Kultur an der Donau: alte Tischlerei am Schopperplatz wird revitalisiert
ASCHACH/DONAU. 2020 könnte die alte Tischlerei am Schopperplatz wieder bespielt werden. Die Besitzerin viadonau bietet der Kulturinitiative Spektrum eine längerfristige Mietmöglichkeit an. Voraussetzung ist die Revitalisierung des Gebäudes durch den Verein.

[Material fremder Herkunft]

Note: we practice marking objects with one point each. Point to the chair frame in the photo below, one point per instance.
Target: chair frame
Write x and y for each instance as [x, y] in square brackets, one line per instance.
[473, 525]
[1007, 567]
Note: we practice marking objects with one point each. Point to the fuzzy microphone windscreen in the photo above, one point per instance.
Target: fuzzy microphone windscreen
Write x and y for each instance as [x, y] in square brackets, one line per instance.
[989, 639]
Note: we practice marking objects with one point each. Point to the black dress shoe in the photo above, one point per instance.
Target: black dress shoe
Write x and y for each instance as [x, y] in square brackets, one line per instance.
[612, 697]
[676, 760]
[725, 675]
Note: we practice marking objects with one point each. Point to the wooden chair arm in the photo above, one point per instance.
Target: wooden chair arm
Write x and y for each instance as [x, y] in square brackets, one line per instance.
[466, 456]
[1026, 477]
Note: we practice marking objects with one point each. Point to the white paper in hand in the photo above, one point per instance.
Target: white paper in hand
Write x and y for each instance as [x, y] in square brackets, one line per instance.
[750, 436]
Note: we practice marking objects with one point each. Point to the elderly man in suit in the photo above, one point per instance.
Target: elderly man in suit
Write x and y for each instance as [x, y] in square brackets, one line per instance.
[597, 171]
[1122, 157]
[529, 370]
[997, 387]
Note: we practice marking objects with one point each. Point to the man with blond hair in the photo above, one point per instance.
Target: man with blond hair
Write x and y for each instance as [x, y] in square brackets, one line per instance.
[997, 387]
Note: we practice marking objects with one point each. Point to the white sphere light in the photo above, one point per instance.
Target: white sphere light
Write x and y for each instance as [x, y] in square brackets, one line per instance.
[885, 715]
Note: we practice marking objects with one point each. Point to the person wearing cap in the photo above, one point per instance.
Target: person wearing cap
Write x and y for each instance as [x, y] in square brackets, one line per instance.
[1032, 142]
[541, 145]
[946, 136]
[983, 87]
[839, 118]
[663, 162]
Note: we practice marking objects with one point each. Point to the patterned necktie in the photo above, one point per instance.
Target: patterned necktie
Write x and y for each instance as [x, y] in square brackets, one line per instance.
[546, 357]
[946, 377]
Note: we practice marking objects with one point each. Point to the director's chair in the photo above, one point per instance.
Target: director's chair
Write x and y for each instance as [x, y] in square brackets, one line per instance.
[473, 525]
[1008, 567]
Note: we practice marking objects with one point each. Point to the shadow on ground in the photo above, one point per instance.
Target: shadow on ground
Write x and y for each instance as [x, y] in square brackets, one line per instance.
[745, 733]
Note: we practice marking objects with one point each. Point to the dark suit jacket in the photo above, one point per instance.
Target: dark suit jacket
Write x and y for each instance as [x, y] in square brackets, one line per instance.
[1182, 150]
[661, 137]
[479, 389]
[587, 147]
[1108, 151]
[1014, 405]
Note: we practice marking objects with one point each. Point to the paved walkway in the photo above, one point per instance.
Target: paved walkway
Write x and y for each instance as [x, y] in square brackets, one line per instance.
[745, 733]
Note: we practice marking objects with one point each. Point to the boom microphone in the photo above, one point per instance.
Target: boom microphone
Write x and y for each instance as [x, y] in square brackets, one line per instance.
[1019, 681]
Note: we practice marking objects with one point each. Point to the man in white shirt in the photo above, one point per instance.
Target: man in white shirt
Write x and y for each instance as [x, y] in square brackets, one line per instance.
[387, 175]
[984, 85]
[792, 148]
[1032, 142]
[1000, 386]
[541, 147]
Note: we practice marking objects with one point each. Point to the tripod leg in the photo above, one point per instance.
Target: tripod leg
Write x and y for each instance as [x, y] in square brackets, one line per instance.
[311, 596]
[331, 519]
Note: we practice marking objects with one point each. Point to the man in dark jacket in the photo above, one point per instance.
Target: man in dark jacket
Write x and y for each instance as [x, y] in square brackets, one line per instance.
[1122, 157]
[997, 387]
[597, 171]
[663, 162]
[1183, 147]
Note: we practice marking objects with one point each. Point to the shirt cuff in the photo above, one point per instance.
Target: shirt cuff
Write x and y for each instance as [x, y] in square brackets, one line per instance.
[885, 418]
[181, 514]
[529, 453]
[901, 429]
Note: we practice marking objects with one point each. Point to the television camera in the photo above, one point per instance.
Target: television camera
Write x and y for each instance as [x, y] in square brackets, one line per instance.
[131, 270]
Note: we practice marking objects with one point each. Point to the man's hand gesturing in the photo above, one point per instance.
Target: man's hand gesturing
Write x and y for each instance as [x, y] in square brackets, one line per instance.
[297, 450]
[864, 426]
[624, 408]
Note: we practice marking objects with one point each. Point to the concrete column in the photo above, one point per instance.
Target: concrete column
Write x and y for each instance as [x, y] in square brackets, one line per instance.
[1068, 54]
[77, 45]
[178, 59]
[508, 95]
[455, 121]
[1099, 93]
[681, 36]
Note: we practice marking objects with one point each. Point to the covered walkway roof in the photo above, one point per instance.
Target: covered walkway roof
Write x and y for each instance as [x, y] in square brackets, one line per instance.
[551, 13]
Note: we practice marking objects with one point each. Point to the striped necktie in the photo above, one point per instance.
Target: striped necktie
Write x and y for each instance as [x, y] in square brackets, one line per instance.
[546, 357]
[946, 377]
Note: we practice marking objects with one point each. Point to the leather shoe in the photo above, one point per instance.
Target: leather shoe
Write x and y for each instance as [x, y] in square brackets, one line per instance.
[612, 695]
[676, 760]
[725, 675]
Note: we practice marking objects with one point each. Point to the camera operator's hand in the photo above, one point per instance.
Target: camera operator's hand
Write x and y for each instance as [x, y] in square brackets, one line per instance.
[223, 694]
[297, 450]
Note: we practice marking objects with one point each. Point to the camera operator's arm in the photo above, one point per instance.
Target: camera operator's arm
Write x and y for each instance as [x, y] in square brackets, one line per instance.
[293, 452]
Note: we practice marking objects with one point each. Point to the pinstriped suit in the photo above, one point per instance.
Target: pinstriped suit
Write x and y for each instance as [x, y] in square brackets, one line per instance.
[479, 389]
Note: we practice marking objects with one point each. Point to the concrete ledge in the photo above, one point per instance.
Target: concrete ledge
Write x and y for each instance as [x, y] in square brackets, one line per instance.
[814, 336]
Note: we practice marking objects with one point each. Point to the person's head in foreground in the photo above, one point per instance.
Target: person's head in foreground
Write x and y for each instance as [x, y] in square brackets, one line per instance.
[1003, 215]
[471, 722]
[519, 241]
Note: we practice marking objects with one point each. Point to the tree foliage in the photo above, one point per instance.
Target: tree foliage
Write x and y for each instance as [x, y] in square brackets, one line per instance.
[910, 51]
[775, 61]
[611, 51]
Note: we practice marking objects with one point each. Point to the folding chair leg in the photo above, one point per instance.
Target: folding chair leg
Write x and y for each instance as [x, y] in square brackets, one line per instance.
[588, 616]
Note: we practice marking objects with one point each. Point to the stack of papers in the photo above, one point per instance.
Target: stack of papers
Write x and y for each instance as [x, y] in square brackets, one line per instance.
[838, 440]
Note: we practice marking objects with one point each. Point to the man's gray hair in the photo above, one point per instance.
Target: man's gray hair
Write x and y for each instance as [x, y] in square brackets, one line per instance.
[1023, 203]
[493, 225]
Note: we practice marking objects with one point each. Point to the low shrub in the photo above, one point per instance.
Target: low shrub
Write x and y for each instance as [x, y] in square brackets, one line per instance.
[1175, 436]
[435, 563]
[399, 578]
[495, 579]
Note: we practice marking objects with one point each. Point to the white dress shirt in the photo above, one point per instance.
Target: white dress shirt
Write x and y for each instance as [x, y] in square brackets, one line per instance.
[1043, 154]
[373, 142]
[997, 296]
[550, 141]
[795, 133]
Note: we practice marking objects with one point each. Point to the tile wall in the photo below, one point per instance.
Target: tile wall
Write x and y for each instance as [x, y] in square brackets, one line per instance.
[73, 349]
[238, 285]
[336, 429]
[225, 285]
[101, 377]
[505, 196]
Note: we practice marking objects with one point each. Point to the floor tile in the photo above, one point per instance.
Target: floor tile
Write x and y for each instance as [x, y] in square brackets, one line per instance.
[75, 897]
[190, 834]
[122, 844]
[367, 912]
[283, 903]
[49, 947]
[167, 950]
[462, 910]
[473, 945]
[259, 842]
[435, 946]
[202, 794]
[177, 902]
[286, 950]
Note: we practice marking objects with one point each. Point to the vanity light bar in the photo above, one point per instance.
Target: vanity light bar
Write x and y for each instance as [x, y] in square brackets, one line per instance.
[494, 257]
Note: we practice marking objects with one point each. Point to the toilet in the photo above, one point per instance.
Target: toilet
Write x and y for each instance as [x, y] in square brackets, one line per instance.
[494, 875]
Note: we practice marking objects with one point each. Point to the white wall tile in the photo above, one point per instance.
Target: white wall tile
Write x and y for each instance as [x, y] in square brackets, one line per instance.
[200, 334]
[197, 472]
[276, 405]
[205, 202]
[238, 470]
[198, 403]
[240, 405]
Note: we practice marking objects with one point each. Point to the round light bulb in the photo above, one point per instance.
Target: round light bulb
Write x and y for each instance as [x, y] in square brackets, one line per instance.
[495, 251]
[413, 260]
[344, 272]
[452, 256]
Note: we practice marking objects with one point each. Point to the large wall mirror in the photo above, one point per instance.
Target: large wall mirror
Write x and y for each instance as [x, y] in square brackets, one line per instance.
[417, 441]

17 Jahre stand die Tischlerei dem Verein als Veranstaltungsraum zur Verfügung. 2016 löste die viadonau dann den Mietvertrag mit der Gemeinde, um ein neues Bürogebäude zu errichten. Die Tischlerei wurde bei den Bautätigkeiten letztendlich verschont. Nun bot die viadonau der Kulturinitiative einen Neustart beziehungsweise die Weiterführung der Kulturtätigkeit in diesem Gebäude an, mit der Voraussetzung, dass der Verein die Tischlerei revitalisiert. Notwendig sind beispielsweise die Sanierung des Daches, der Fenster, Türen und Installationen. Neu geschaffen werden müssen Sanitäranlagen, Umkleiden und Abstellräume. Für eine bessere Raumatmosphäre soll auch die Zwischendecke weichen.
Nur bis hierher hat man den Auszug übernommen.